Long Neck Cemetery, described by Walls after a nearby resident guided surveyors to the site, is a wooded, largely unmarked burial area with more than 50 fieldstone markers and only a few hand-inscribed stones. Walls said Long Neck “appears to be absent of any custodial care” and has no signage or marked entrance, so it is not visible unless a person knows what to look for.

Walls described a small, fenced family cemetery near the long-term parking at Nashville International Airport (BNA) that surveyors reached by climbing a steep, vegetated embankment. The team found two formal carved headstones, at least three fieldstones and displaced limestone slabs; none of the inscriptions were legible on-site. She noted the site is surrounded by commercial development and has no pedestrian access.

Surveyors also documented institutional burial grounds associated with the old Central State Hospital near BNA. Walls said hospital records list 137 burials in the African American section, but cited a retired state archaeologist’s on-site estimate that “it’s more like 6 to 800 people” may be interred there. On the ground, surveyors found limestone flush markers and mounded depressions; Walls said there is little visible marker evidence outside those features and suggested some markers may have been removed or lost.

Walls gave details on the Hermitage Enslaved Cemetery, which has been the subject of recent research and marking. She said geophysical work identified about 25–28 probable graves and field stones were placed at the heads of GPR anomalies; that work was funded in part by the Andrew Jackson Foundation and a private benefactor, she said.

Regarding documentation standards, an attendee asked how granular the condition assessments were. Walls replied, “We are doing general conditions assessments at every cemetery we visit. The larger and, city cared for or community cared for, we are not collecting, like, insanely granular data on individual headstones. Smaller... cemeteries, it’s very easy for us to document every headstone if we need to. So it really—it’s scalable.”

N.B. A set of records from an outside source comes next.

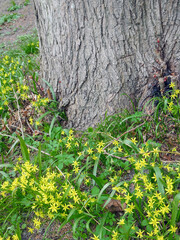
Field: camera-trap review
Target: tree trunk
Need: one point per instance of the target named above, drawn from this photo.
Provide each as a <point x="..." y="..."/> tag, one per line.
<point x="93" y="51"/>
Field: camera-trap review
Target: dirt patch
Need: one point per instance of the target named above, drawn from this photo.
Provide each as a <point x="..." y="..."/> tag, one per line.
<point x="24" y="24"/>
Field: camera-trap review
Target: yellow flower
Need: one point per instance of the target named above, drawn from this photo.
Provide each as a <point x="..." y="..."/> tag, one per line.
<point x="15" y="237"/>
<point x="172" y="85"/>
<point x="115" y="142"/>
<point x="139" y="194"/>
<point x="140" y="234"/>
<point x="99" y="149"/>
<point x="120" y="149"/>
<point x="37" y="123"/>
<point x="134" y="140"/>
<point x="154" y="221"/>
<point x="31" y="230"/>
<point x="172" y="229"/>
<point x="121" y="222"/>
<point x="95" y="237"/>
<point x="37" y="223"/>
<point x="114" y="235"/>
<point x="101" y="144"/>
<point x="90" y="151"/>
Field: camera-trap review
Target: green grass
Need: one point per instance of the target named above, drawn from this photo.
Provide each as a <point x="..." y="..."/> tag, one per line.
<point x="49" y="174"/>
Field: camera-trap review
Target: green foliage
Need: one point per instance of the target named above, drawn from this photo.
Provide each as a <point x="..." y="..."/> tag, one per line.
<point x="108" y="182"/>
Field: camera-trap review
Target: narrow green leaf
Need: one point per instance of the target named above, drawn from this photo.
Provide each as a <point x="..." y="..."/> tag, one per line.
<point x="87" y="225"/>
<point x="24" y="149"/>
<point x="39" y="160"/>
<point x="102" y="190"/>
<point x="67" y="219"/>
<point x="159" y="180"/>
<point x="175" y="206"/>
<point x="98" y="180"/>
<point x="102" y="222"/>
<point x="52" y="123"/>
<point x="75" y="225"/>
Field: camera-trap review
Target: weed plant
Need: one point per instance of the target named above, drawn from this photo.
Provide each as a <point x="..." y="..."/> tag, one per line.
<point x="108" y="182"/>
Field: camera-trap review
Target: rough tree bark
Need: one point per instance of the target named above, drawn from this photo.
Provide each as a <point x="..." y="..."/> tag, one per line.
<point x="92" y="51"/>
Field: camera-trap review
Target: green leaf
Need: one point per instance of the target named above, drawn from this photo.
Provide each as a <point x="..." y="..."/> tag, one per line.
<point x="102" y="190"/>
<point x="39" y="160"/>
<point x="24" y="149"/>
<point x="5" y="165"/>
<point x="175" y="206"/>
<point x="98" y="180"/>
<point x="52" y="123"/>
<point x="95" y="190"/>
<point x="102" y="222"/>
<point x="67" y="219"/>
<point x="144" y="222"/>
<point x="159" y="180"/>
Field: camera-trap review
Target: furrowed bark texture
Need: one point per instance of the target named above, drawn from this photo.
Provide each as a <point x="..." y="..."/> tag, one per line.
<point x="92" y="51"/>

Walls said Phase 5 will focus on African American cemeteries and related deliverables and partnerships, including working with a Metro-created African American Cemeteries Coalition. She said Phase 6’s goal is a countywide cemetery preservation plan; exact scope and schedule will depend on future grants, but the presentation indicated a multi-year timeline with a final preservation plan targeted around 2029–2030 depending on funding.

The presentation listed standard deliverables for each phase: technical memos, completed survey forms, GIS data deliverables and a cemetery database export. Walls said those same deliverables have been produced for each completed phase. She thanked Metro staff and the New South field team for carrying out the surveys.

The presentation emphasized that the work is grant-funded and that a consistent survey team and methods have allowed the project to build a robust, countywide dataset for preservation planning. Walls said the dataset’s consistency is important as Metro moves toward preparing countywide preservation guidance and targeted work on African American cemetery sites.

Less-critical details noted during the presentation included local access constraints (BNA requires permission to access some airport-adjacent sites), limited or absent signage at many small cemeteries, and that some institutional burial grounds have fragmented or removed markers. Walls and the presentation named partner organizations involved in specific efforts, including the Tennessee Historical Commission (THC), the Andrew Jackson Foundation, and the Vanderbilt Institute for Spatial Research (which worked on GPR at the Hermitage site).